Neben der Doppelspitze im Vorsitz soll auch der Posten des geschassten Geschäftsführers Dietmar Bartsch künftig doppelt besetzt werden: mit Werner Dreibus und Caren Lay. Als stellvertretende Vorsitzende werden dem Rostocker Parteitag im Mai Katja Kipping, Halina Wawzyniak, Sahra Wagenknecht und Heinz Bierbaum vorgeschlagen werden. Außerdem einigte man sich darauf, dass die Mitglieder der Parteispitze ihre Arbeit in innerparteilichen Interessengruppen wie der Kommunistischen Plattform ruhen lassen. So sollen sie besser integrieren können, sagte Gysi.

In der Partei ist kaum jemand wirklich glücklich mit der doppelten Doppelspitze, aber sie erscheint vielen als der derzeit einzig mögliche Kompromiss. "Mir wäre lieber gewesen, wenn Lafontaine noch einmal als Parteivorsitzender angetreten wäre", sagt Wolfgang Zimmermann, Chef des mitgliederstärksten Westlandesverbandes Nordrhein-Westfalen. "Aber der Vorstand hat einen durchaus ausgewogenen Vorschlag gefunden." Die in Sachsen-Anhalt direkt gewählte Bundestagsabgeordnete Rosemarie Hein sagt, es stoße bei ihr und anderen ostdeutschen Linken "nicht auf viel Gegenliebe", dass die radikale Linke Sahra Wagenknecht zu den vier vorgeschlagenen Parteivizes gehöre. Aber es gebe trotzdem eine "Akzeptanz für diesen Vorschlag."

Eine der entscheidenden Fragen wird sein, ob die neue Parteiführung die mehrfach verschobene Debatte über das Parteiprogramm mit Verve anstoßen wird oder sich zu sehr davor fürchtet, dass dies die Partei spalten könnte.
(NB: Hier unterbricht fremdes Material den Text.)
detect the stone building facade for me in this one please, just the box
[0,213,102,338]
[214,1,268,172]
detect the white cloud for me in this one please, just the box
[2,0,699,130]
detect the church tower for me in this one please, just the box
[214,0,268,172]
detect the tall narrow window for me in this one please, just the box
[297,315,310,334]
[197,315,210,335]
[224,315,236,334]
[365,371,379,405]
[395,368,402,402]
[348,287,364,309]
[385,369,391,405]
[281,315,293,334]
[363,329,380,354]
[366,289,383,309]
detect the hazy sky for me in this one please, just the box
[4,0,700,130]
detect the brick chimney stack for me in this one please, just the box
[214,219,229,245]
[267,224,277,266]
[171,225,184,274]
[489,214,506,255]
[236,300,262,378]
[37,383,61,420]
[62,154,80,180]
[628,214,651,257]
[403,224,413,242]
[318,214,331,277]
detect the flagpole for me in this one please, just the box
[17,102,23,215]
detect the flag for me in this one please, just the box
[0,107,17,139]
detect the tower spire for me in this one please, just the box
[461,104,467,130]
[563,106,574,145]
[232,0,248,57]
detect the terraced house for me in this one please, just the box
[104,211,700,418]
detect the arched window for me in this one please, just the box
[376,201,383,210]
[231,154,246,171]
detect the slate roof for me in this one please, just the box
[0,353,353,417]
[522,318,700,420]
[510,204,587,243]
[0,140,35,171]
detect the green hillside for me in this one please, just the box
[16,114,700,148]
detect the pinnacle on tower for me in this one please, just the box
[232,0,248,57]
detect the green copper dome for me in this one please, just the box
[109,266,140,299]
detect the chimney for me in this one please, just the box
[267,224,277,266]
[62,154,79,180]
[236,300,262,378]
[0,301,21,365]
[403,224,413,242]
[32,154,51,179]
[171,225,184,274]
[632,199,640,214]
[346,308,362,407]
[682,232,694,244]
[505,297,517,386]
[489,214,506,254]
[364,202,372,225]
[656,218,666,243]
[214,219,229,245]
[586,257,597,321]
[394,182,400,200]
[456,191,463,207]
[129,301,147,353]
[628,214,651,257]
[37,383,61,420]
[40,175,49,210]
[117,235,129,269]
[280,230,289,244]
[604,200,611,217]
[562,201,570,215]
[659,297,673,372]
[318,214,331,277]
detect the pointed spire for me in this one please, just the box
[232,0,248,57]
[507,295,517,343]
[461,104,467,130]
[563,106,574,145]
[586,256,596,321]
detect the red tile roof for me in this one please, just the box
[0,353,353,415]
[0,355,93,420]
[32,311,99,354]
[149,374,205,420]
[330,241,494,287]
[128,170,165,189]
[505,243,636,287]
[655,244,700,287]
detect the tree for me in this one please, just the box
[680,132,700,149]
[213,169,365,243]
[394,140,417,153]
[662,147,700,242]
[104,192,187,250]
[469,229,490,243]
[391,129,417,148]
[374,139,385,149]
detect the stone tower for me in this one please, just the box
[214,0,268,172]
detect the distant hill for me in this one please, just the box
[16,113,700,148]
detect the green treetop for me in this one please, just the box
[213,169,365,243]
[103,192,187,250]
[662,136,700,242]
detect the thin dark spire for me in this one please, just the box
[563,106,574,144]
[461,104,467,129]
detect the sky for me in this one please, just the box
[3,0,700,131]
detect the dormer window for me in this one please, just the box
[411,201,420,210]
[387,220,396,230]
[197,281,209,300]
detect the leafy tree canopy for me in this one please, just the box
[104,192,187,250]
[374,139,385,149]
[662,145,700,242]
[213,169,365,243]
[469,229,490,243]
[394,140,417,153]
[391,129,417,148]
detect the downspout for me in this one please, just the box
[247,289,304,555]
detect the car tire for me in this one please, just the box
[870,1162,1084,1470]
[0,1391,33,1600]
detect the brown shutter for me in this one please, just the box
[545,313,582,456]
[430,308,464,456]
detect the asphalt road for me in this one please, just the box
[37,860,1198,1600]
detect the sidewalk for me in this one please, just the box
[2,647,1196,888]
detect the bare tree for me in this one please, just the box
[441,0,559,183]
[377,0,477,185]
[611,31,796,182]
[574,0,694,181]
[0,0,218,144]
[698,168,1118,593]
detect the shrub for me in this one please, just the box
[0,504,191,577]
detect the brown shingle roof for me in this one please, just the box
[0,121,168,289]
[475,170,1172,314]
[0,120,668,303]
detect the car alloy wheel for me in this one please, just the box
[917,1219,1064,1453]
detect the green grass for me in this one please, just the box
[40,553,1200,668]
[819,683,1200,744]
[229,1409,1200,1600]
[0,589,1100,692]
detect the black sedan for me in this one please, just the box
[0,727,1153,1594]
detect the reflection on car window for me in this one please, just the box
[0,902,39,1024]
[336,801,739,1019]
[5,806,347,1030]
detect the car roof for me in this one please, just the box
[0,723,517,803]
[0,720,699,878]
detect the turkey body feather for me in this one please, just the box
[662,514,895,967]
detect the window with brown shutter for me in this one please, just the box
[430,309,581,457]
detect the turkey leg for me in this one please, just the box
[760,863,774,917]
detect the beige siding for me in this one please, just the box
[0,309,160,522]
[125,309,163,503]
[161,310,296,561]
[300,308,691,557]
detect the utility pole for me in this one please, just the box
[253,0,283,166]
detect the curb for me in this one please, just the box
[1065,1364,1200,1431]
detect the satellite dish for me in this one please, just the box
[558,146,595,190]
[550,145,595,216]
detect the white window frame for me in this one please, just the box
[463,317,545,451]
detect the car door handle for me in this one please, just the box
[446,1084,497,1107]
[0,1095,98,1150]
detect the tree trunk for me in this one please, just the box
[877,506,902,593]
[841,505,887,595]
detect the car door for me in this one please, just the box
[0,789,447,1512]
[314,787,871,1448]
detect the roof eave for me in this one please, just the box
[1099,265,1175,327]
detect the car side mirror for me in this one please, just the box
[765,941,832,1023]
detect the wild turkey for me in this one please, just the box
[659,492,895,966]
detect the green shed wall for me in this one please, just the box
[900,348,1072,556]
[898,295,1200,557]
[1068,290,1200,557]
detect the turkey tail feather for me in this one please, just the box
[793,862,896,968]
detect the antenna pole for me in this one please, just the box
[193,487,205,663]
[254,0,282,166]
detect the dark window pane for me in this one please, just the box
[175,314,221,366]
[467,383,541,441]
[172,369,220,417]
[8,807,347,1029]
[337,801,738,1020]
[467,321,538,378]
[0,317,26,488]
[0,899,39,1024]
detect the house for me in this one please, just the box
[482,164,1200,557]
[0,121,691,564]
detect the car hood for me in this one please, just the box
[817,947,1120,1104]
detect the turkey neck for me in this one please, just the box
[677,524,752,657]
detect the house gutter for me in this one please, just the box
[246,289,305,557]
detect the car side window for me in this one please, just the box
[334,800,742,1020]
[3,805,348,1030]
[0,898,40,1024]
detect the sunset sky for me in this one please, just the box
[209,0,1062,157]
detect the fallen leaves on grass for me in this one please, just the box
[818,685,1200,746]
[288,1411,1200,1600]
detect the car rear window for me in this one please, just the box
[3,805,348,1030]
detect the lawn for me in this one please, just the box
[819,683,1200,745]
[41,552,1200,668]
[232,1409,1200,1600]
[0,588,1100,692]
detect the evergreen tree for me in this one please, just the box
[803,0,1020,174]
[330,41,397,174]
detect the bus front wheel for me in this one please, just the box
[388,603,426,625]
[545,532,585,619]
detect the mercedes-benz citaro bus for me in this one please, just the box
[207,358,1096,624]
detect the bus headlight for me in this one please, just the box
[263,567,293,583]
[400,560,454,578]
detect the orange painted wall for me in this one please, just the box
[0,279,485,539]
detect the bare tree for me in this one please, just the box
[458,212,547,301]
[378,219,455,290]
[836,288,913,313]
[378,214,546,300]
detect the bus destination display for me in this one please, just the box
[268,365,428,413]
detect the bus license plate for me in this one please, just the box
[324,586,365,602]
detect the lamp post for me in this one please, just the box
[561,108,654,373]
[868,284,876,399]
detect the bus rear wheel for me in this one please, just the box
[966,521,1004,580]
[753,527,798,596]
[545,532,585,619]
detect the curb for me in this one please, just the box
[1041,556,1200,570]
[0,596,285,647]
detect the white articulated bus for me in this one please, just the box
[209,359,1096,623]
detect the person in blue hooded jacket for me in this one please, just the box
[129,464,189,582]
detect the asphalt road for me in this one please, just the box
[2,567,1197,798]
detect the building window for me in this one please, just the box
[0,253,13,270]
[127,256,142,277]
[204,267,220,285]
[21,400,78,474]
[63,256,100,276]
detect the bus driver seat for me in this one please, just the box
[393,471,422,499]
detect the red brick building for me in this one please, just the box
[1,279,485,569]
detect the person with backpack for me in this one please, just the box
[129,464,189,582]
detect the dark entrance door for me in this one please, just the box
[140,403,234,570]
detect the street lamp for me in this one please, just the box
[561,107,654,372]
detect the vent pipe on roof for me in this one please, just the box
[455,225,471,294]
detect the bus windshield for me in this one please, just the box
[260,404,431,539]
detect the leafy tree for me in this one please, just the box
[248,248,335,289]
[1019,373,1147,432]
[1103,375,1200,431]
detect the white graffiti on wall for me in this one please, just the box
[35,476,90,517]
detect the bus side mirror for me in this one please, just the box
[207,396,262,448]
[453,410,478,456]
Die designierte Geschäftsführerin Lay würde am liebsten so schnell wie möglich loslegen: "Ich glaube an die integrierende Kraft einer inhaltlichen Debatte." Dabei geht es auch um die Frage, ob die Linke ihr Themenspektrum erweitert. Klaus Ernst hatte betont, die wichtigen Themen für die Partei seien Hartz IV und die Rente mit 67. Außerdem begreife er seine Nominierung als Angebot an die Gewerkschaften. Caren Lay würde gern auch potenziellen Grünenwählern ein Angebot machen: "Ich stehe für eine Linke, der neben den sozialen Kernthemen auch Ökologie und Geschlechtergerechtigkeit wichtig sind."